Миг спустя наваждение исчезло — но все прочее осталось прежним: старуха, замершая у моих ног в нелепой молитвенной позе, я сам, от изумления и неловкости застывший в позе еще более странной…
Никто из присутствующих не понял, как им в этой ситуации надлежит реагировать.
Уже само мое существование ставило их в тупик. А то, что я рассказал им о ближайшем будущем — их будущем…
Лучше бы я этого не делал. Нельзя было говорить этим людям, что их ждет очень неплохое будущее — которое, однако, станет результатом поражения.
Но они видели, как девушка, словно в молитве, припала к моей руке. И держалась за нее, пока офицеры не растащили нас.

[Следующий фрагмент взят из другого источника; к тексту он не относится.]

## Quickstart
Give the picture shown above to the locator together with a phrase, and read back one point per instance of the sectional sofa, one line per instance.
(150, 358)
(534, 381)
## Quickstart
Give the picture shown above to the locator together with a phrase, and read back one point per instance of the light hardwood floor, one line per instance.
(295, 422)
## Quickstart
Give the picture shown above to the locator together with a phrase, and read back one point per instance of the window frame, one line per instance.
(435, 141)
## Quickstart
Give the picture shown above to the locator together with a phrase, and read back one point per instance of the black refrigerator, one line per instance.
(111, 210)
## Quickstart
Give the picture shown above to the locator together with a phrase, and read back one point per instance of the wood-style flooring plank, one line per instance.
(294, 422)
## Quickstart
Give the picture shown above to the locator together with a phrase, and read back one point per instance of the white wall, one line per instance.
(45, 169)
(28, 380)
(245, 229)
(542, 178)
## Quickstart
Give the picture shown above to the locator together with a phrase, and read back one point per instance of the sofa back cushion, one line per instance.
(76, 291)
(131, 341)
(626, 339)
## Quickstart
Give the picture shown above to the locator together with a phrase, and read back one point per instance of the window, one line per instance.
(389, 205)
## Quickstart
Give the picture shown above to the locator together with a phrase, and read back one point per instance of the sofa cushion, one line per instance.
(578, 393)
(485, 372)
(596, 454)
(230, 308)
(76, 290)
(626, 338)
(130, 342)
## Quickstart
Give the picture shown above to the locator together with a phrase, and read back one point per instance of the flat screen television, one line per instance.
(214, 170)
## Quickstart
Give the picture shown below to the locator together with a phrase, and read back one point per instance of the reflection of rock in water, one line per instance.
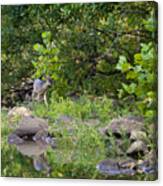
(113, 167)
(116, 167)
(31, 139)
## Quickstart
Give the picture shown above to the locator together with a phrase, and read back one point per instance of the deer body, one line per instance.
(40, 88)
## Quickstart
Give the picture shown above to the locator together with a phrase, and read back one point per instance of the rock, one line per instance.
(32, 139)
(112, 167)
(138, 135)
(137, 147)
(31, 125)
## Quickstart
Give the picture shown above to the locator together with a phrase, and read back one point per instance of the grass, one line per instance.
(79, 146)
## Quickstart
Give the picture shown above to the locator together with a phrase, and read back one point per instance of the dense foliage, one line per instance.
(78, 45)
(102, 59)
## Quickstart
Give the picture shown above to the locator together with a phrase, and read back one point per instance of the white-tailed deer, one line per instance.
(40, 88)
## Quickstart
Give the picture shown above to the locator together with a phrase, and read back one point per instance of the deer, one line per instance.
(40, 88)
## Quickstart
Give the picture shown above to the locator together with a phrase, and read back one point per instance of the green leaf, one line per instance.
(123, 65)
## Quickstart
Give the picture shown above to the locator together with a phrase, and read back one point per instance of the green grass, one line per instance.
(79, 146)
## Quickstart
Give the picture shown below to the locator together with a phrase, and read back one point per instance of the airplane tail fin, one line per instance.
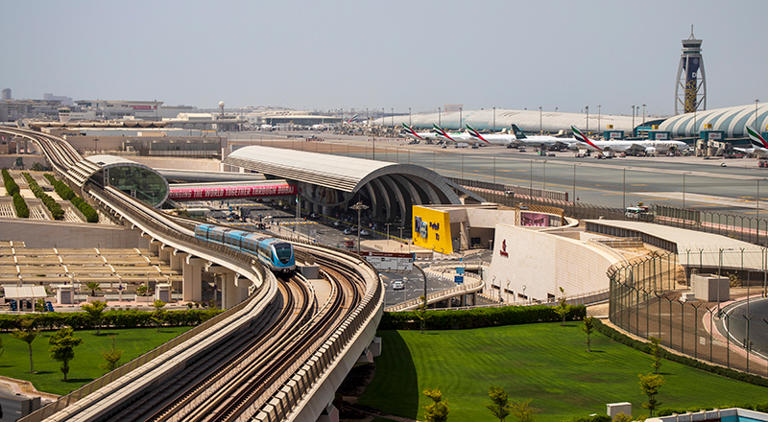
(756, 139)
(579, 135)
(518, 133)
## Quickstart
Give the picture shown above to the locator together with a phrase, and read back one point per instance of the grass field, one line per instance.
(544, 362)
(85, 367)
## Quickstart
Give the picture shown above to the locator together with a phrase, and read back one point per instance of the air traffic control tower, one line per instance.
(691, 87)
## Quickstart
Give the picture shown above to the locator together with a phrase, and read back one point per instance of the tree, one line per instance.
(27, 334)
(95, 311)
(421, 313)
(438, 410)
(651, 384)
(157, 315)
(522, 410)
(499, 403)
(112, 357)
(62, 349)
(93, 287)
(589, 326)
(655, 350)
(562, 308)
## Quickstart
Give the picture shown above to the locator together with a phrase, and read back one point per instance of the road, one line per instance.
(616, 182)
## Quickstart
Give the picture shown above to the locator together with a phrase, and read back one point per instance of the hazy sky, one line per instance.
(420, 54)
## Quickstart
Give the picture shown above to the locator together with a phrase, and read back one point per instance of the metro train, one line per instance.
(276, 254)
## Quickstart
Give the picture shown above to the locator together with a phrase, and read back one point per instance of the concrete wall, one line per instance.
(41, 234)
(543, 262)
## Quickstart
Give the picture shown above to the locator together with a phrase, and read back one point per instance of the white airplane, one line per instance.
(646, 146)
(427, 137)
(548, 141)
(459, 139)
(759, 146)
(493, 138)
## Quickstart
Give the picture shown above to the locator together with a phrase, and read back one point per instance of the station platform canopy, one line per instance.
(331, 181)
(135, 179)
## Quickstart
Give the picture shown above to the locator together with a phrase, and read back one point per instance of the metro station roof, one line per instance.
(126, 175)
(332, 171)
(731, 120)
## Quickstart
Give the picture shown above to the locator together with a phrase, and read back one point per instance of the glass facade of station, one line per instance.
(138, 182)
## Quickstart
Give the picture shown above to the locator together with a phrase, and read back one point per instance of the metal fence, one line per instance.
(738, 226)
(646, 299)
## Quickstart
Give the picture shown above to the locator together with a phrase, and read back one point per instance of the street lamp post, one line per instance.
(359, 206)
(541, 122)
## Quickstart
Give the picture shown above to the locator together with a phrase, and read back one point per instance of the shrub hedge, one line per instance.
(111, 319)
(22, 211)
(49, 202)
(477, 318)
(65, 192)
(645, 348)
(10, 185)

…Понятия не имею, сколько времени нахожусь в этой темной каморке. Снаружи — уже привычный шум войны.
Я сделал все, чтобы заснуть — заснуть и проснуться в своем времени. И в какой-то полудреме, между сном и явью, вдруг ощутил робкое касание ее рук.

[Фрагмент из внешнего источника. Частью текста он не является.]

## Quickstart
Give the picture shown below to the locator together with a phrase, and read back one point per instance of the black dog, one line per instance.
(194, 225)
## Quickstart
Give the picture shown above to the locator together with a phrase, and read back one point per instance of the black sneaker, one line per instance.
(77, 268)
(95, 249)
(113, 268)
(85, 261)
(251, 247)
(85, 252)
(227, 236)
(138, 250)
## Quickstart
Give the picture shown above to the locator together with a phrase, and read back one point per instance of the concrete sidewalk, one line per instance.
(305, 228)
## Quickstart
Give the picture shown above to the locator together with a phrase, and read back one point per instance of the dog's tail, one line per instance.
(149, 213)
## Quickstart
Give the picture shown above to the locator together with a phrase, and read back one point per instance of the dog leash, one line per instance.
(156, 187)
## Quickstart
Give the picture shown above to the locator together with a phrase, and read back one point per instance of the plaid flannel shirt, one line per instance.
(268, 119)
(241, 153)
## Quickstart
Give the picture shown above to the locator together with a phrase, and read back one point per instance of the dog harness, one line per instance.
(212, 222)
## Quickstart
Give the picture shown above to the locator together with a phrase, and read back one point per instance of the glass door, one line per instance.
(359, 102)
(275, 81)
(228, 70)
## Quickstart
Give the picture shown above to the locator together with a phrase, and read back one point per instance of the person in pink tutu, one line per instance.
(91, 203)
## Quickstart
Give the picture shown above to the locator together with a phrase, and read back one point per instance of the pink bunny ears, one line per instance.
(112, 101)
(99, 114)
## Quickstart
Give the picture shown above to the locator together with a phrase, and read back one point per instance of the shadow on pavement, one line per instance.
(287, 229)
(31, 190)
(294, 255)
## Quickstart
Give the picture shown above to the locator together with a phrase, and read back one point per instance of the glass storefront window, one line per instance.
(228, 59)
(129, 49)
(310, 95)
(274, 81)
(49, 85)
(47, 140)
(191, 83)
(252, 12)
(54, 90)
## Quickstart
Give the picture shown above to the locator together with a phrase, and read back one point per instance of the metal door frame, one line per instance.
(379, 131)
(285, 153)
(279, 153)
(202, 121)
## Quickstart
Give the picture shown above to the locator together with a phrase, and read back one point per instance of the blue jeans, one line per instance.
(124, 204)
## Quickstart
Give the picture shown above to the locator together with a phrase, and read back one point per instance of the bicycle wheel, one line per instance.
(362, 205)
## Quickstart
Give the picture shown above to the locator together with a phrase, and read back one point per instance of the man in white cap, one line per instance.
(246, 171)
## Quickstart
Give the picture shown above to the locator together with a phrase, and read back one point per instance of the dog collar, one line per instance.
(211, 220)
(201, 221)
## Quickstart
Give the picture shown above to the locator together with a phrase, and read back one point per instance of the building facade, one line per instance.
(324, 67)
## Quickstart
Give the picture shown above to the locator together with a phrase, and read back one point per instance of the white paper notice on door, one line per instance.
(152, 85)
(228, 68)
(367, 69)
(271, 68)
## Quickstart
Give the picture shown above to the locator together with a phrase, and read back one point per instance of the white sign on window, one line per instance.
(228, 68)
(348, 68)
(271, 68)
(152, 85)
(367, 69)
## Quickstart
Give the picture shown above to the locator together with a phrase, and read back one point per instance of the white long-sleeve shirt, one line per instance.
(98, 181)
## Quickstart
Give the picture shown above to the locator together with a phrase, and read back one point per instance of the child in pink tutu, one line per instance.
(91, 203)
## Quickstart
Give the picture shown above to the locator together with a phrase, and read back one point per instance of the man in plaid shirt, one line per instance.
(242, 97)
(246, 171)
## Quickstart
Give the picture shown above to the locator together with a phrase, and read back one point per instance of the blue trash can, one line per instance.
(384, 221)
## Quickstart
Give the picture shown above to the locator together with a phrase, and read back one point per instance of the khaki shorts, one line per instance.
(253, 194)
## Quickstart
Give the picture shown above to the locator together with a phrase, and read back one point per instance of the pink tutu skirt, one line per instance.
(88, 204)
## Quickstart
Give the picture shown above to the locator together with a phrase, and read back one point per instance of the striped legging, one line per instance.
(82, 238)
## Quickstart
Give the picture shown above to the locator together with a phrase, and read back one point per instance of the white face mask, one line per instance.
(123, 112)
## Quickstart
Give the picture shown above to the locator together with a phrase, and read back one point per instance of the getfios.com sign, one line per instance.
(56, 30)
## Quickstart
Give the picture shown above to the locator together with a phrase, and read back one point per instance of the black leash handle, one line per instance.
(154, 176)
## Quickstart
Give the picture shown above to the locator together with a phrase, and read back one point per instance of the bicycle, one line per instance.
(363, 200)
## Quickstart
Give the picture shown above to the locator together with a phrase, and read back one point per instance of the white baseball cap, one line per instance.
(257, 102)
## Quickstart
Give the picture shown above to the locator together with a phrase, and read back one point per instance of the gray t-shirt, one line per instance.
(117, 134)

Она где-то сумела раздобыть чаю (немного: он плескался почти на дне кружки) и пару кусков зачерствевшего хлеба. Попыталась освободить мои запястья от наручников, но, конечно, у нее ничего не вышло.
На ней был мужской комбинезон из жесткой ткани, слишком большой, скрывавший очертания тела.
Быстро наклонившись вперед, она коснулась губами моего лица. Опустилась рядом со мной на лежанку.
Наше дыхание смешалось.
…Ее поцелуи — сперва по-детски робкие, неопытные… Потом — жар, который одновременно охватил нас обоих… Шорох сбрасываемой ею одежды… Быстрая, жадная ласка ее пальцев…
Это не было ни сном, ни галлюцинацией. И прошлое с будущим вдруг потеряло значение: остались только эти драгоценные секунды.
Мы так и не сказали друг другу ни единого слова.
Вдали грохотала война.
В лес мы въехали молча.
Деревья тесно жались друг к другу, протягивали разлапистые ветви почти до середины дороги. По ней явно ездили нечасто — ну так ведь то, что осталось от замка, и вправду мало кого могло заинтересовать.
Оппенгеймер, сидя рядом со мной, то и дело посматривал на карту. Старики устроились рядом с Лизой, на заднем сиденье.
Фрау Анджела Хаген. Хайнрейн, Штигрицвег, 7. Индекс — 83620.
Конверт подрагивал в руке старика.
На выезде из леса нас ожидал сюрприз: врезавшийся в дерево «фольксваген». Впрочем, его уже отбуксировали в сторону и теперь грузили на аварийный прицеп. Вся эта компания (включая и пожарных, зачем-то приехавших вместе с аварийщиками) плотно закупоривала узкую грунтовку.
Из-за этой задержки к Хайнрейну мы подъехали уже почти в сумерках.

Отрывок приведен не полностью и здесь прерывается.